Aside from the stricter standards that are established and checked by the package, there are many soft standards to try to align with as part of building up a source project.
Naming
There are a few general guidelines for naming files:
- Only use portable characters: Best to stick to
a-z0-9_-, but certainly never use:. - Keep names short: There is a total path length limit on Windows, so
avoid long files names especially when deeply nested within directories.
Avoid duplicating information in the path (e.g., instead of
category/category_data.csvusecategory/data.csv). - Avoid new files: When a file represents the same thing (e.g., result of a download from a given source), it should keep the same name, as opposed to having dates or version numbers appended to the name. New versions of files should overwrite previous versions, potentially after being merged, deepening on the data source. Versions of files are retained in the git tree, rather than in separate files.

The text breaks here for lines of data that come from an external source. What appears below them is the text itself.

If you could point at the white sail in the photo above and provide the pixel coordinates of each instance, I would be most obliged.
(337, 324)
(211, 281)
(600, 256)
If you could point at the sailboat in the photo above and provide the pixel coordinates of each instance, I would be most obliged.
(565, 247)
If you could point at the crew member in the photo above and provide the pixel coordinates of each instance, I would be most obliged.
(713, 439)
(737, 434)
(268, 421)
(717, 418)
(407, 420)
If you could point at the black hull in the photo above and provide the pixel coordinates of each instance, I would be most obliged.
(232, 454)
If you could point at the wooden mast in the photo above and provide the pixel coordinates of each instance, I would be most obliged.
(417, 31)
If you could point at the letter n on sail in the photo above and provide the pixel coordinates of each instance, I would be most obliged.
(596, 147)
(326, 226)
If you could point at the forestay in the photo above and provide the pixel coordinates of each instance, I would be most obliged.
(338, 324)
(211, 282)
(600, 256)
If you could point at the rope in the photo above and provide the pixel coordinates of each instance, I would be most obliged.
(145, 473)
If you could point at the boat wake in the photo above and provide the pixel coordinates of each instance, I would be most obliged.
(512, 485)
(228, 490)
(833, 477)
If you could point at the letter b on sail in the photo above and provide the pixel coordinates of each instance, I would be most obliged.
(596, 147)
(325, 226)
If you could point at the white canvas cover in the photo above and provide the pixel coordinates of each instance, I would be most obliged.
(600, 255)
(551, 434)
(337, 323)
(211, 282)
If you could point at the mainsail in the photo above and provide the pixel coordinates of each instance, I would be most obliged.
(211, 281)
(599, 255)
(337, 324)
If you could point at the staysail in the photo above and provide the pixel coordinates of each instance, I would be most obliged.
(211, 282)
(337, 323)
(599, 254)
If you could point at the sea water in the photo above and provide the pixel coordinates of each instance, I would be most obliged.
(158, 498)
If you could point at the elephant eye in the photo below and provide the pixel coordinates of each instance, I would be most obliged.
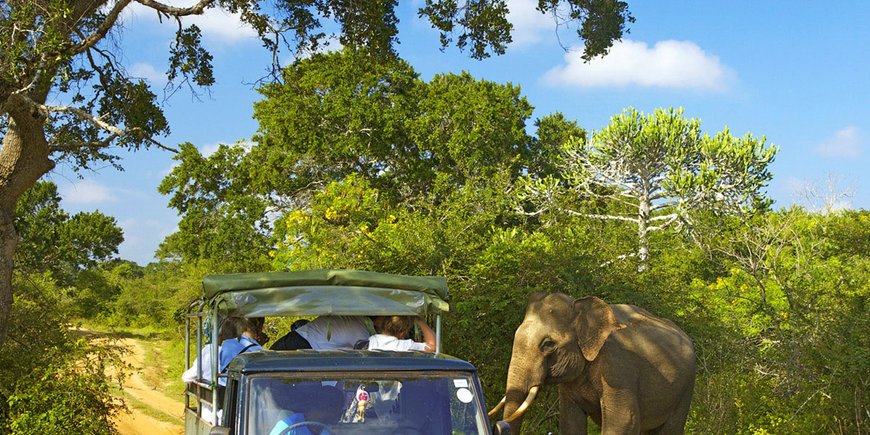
(548, 344)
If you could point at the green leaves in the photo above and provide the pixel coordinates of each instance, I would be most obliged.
(654, 171)
(62, 244)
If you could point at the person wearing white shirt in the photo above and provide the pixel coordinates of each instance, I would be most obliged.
(325, 332)
(394, 330)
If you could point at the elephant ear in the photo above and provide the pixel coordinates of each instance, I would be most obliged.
(595, 322)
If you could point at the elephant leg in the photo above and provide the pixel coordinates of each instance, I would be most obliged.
(620, 413)
(572, 419)
(676, 423)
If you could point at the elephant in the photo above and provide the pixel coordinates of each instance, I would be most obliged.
(630, 371)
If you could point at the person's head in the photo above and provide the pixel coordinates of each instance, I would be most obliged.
(229, 328)
(252, 327)
(396, 326)
(299, 323)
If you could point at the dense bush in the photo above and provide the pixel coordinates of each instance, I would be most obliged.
(54, 381)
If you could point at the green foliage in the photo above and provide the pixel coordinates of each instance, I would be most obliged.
(53, 241)
(53, 380)
(653, 172)
(159, 297)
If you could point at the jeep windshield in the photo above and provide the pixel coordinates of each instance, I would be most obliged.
(372, 403)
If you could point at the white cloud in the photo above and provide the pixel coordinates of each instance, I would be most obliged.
(87, 192)
(142, 237)
(667, 64)
(146, 71)
(846, 143)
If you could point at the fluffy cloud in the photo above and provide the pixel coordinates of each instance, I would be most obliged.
(846, 143)
(667, 64)
(87, 192)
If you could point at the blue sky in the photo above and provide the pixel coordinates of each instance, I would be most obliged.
(797, 73)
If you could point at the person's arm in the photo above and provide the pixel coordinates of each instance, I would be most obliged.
(428, 334)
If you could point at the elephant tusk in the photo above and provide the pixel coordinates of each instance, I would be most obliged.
(522, 409)
(498, 407)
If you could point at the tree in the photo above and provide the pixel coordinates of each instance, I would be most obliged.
(338, 115)
(59, 48)
(654, 171)
(53, 241)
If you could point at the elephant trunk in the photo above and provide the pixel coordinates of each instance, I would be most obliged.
(519, 396)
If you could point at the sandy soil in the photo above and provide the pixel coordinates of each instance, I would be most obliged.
(137, 422)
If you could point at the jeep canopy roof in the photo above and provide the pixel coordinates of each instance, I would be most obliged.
(323, 292)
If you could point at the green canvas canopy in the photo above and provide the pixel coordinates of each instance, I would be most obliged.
(325, 292)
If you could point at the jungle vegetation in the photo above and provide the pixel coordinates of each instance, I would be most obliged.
(453, 177)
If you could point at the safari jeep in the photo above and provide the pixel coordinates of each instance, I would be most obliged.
(329, 392)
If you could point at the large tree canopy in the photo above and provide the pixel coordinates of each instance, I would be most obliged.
(57, 51)
(337, 115)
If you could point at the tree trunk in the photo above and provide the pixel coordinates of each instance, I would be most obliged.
(24, 158)
(642, 231)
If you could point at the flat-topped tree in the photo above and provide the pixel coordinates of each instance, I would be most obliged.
(652, 172)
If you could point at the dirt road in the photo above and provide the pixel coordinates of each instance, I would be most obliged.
(152, 412)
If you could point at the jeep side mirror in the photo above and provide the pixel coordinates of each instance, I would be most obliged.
(501, 428)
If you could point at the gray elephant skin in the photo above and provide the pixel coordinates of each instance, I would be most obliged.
(630, 371)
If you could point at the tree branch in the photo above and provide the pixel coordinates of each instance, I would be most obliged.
(196, 9)
(98, 122)
(602, 216)
(104, 28)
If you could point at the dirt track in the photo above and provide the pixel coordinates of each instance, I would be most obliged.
(140, 394)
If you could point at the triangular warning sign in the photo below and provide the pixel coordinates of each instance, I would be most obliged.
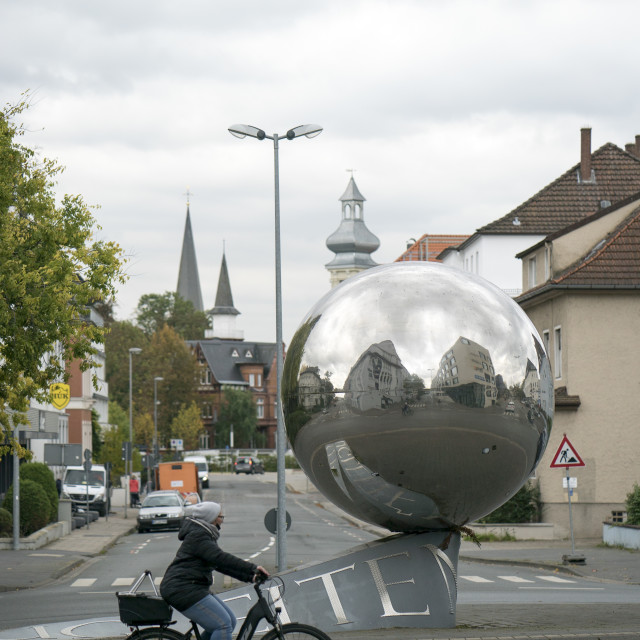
(566, 455)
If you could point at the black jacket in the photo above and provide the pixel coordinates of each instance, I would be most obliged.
(188, 578)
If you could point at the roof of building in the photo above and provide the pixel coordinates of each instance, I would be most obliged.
(430, 246)
(613, 263)
(616, 175)
(224, 357)
(188, 279)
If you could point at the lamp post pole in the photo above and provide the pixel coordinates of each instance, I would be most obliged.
(129, 461)
(309, 131)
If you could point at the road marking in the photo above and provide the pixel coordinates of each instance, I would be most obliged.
(475, 579)
(514, 579)
(122, 582)
(83, 582)
(555, 579)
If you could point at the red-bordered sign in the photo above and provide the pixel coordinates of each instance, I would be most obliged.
(566, 455)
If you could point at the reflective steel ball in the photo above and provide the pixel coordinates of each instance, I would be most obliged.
(417, 396)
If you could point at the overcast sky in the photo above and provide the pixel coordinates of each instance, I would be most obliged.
(452, 113)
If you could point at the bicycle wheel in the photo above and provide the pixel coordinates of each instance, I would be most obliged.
(296, 631)
(156, 633)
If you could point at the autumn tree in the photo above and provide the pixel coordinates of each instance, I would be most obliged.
(238, 409)
(155, 310)
(187, 426)
(51, 269)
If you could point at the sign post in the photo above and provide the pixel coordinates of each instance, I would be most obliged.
(566, 456)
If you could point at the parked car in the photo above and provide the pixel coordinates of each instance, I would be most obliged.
(248, 464)
(161, 510)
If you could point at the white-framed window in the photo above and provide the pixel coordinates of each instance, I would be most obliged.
(557, 352)
(532, 272)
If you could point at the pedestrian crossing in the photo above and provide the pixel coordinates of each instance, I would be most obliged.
(86, 583)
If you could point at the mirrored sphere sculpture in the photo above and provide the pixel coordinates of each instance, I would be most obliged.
(417, 396)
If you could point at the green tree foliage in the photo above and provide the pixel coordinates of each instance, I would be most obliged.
(51, 269)
(34, 506)
(187, 425)
(164, 354)
(238, 409)
(633, 505)
(40, 473)
(155, 310)
(6, 523)
(523, 507)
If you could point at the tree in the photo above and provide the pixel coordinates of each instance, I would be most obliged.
(51, 270)
(155, 310)
(164, 354)
(238, 409)
(187, 425)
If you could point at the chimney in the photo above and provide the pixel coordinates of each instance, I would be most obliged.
(585, 154)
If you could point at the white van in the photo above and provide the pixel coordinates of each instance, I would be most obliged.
(82, 488)
(203, 469)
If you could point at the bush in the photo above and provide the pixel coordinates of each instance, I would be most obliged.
(34, 506)
(522, 508)
(6, 523)
(633, 506)
(40, 473)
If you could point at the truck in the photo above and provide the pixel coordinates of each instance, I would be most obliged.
(179, 476)
(84, 489)
(203, 469)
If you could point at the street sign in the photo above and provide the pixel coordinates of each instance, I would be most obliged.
(566, 456)
(60, 395)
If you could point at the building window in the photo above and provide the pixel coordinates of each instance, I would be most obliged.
(557, 351)
(532, 272)
(546, 339)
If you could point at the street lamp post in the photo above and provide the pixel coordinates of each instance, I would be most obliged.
(309, 131)
(155, 422)
(129, 461)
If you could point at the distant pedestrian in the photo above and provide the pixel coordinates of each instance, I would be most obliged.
(134, 491)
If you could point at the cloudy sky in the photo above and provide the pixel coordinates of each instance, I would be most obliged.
(451, 113)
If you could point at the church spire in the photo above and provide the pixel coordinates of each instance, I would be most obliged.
(352, 242)
(222, 317)
(188, 279)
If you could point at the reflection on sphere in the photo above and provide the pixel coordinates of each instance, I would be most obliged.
(417, 396)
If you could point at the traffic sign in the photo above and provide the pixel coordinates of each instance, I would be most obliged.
(566, 455)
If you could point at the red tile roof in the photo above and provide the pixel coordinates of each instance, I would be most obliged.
(567, 199)
(614, 261)
(429, 246)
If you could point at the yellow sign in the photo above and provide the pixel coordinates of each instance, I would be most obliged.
(60, 395)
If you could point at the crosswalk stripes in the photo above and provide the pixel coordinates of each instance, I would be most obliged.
(126, 582)
(480, 579)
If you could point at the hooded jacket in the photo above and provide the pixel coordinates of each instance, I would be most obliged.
(189, 577)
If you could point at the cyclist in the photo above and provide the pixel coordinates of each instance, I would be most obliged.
(185, 585)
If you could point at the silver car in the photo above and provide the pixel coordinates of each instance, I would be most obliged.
(161, 510)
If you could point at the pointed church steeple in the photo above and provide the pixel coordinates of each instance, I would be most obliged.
(352, 242)
(222, 317)
(188, 279)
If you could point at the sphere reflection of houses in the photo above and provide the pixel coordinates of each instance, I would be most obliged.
(441, 396)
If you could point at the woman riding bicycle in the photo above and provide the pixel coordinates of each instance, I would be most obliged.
(186, 582)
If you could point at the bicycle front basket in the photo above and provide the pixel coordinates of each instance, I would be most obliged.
(143, 609)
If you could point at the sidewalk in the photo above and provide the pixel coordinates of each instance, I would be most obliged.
(29, 569)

And there are similar considerations when naming variables:
- Best to stick to a limited set of characters
(
a-z0-9_). - Keep lengths minimal, while still being identifiable – you should be
able to tell what the variable means from the name, but complete
information should be stored in the measure info entry. For instance,
only include subset or value-related information if there are multiple
variants (e.g.,
value_countandvalue_percent). - Make names unique across source projects. This means including enough relevant source information. The source may implicitly include information about the value, so this should be kept out of the name, and only made explicit in the measure info.
Compression
Almost any data files that can be compressed should be compressed.
The main reason not to compress a file is if it is meant for viewing, rather than being read in.
Gzip is the most portable type of compression, and files that are gzip-compressed can be read in from a URL, rather than needing to be downloaded and read in separately. This makes gzip good for the standard output files.
LZMA (xz) generally results in smaller files, so it may be best for raw files.
Parquet files default to snappy compression, but can also use gzip. Gzip generally results in smaller files, but is slightly less readily usable in browsers, so it may be best to use snappy if files are meant for the web, and use gzip otherwise.
The vroom package, among others, automatically
compresses when writing, and decompresses when reading, based on the
file name:
data <- vroom::vroom("data.csv.xz")
vroom::vroom_write(data, "data.csv.xz", ",")The some standard functions (like read.csv) now
automatically decompress, but do not automatically compress, so a
connection must be used when writing:
If a function doesn’t automatically handle compression extensions,
but does accept a connection, you can use the gzfile
function across compression types to read:
data <- arrow::read_csv_arrow(gzfile("data.csv.xz"))Scripts
All automated scripts must run within a fresh remote machine.
Packages used within the script should be available, depending on the
project’s renv.lock file being up to date (potentially
updated with dcf_update_lock). But no absolute file paths,
and no relative local paths outside of the project should be used.
Scripts are run separately in their own environment, so no information will be passed between them. If you need to pass information between scripts, write it to a file both scripts can access (that is within the project).
Regulating Runs
Within Scripts
Within scripts, you might want to make complete re-running depend on the state of the original data (e.g., the date that data were last update). The state you have available will depend on the source, but once you have a state value, you can store it in the project’s file to refer to between runs.
The most general state would be the hash of the raw files, so an
ingest.R file might look like this:
# calcualte the raw state
raw_state <- as.list(tools::md5sum(list.files(
"raw",
recursive = TRUE,
full.names = TRUE
)))
# read the project's process file
process <- dcf::dcf_process_record()
# process raw only if state has changed
if (!identical(process$raw_state, raw_state)) {
# some code to read raw files and write standard files
# write the new raw state to the project's process file
process$raw_state <- raw_state
dcf::dcf_process_record(updated = process)
}This state value isn’t ideal since you would need to re-download files to calculate it. Better to use some form of state ID provided from the source (such as a file hash or update data).
Within Source Projects
In source
projects, the process.json has 2 fields that can be
used to control when a script is run:
- If
manualis true, the script will be skipped when run fromdcf_built– it will only run fromdcf_process. This may be useful if the script depend on local resources or a manual process, so you only want it to run locally. - If
frequencyis not 0, the script will only run everyfrequencydays. This may be useful if your build process is run frequently, but you know a particular script will need to be run less frequently (e.g., if the data source only updates once a year).